• Ethanol;
  • GABAA Receptors;
  • Neurosteroids;
  • Seizure Threshold;
  • Bicuculline

Prolonged alcohol consumption leads to the development of tolerance to and dependence on ethanol, resulting in a decreased response to the sedative/hypnotic effects of ethanol, and by negative symptomatology following abrupt termination of use. One symptom associated with ethanol withdrawal in humans, as well as laboratory animals, is enhanced susceptibility to seizures. This study investigated the effects of the neurosteroid, 3α-hydroxy-5α-pregnan-20-one (3α-5α-THP), on alterations in seizure sensitivity associated with ethanol withdrawal. 3α-5α-THP is a potent anxiolytic and anticonvulsant agent that acts via selective interactions with GABAA receptors.

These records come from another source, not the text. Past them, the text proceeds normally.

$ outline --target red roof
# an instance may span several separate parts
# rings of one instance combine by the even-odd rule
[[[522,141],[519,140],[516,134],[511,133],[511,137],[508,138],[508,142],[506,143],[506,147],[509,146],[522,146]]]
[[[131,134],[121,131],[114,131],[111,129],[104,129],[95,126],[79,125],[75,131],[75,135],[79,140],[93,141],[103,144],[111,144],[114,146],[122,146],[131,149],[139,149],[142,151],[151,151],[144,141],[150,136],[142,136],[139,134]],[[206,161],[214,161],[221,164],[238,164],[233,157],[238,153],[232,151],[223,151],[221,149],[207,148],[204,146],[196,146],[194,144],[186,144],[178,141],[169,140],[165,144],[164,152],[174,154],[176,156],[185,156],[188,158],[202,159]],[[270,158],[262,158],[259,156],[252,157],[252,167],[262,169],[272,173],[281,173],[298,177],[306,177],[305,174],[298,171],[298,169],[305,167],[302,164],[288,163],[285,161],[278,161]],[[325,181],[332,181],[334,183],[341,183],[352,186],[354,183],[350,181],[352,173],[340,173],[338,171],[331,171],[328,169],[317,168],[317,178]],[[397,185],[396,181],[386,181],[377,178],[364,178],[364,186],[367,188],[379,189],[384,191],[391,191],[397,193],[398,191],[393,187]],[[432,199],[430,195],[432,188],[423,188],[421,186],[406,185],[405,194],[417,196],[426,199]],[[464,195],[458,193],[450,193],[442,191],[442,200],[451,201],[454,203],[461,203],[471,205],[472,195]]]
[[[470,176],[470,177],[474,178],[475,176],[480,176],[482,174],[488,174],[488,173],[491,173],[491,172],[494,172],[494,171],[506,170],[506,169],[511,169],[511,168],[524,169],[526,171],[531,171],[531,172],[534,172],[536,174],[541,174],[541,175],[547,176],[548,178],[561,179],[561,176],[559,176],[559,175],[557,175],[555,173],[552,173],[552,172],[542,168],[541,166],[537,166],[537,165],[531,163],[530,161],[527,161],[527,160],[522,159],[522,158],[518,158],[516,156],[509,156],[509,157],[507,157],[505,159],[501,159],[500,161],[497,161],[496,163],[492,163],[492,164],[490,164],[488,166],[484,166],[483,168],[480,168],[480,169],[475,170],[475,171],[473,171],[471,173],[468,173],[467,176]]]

Extensive evidence suggests that some aspects of ethanol dependence and withdrawal are mediated by alterations in GABAA receptor function. Withdrawal from chronic ethanol exposure elicited dramatic increases in seizure susceptibility in male and female rats. Administration of 3α-5α-THP just before seizure threshold determinations blocked the increased seizure susceptibility induced by ethanol withdrawal. Ethanol-withdrawn animals were protected by 3α-5α-THP at a dose that had no effect on control animal seizure thresholds. Moreover, male and female rats displayed differential responses to the seizure-threshold lowering effects of ethanol withdrawal, as well as the protection by 3α-5α-THP pretreatment. These findings suggest that there are gender differences associated both with ethanol withdrawal as well as the protection by 3α-5α-THP in ethanol-dependent rats.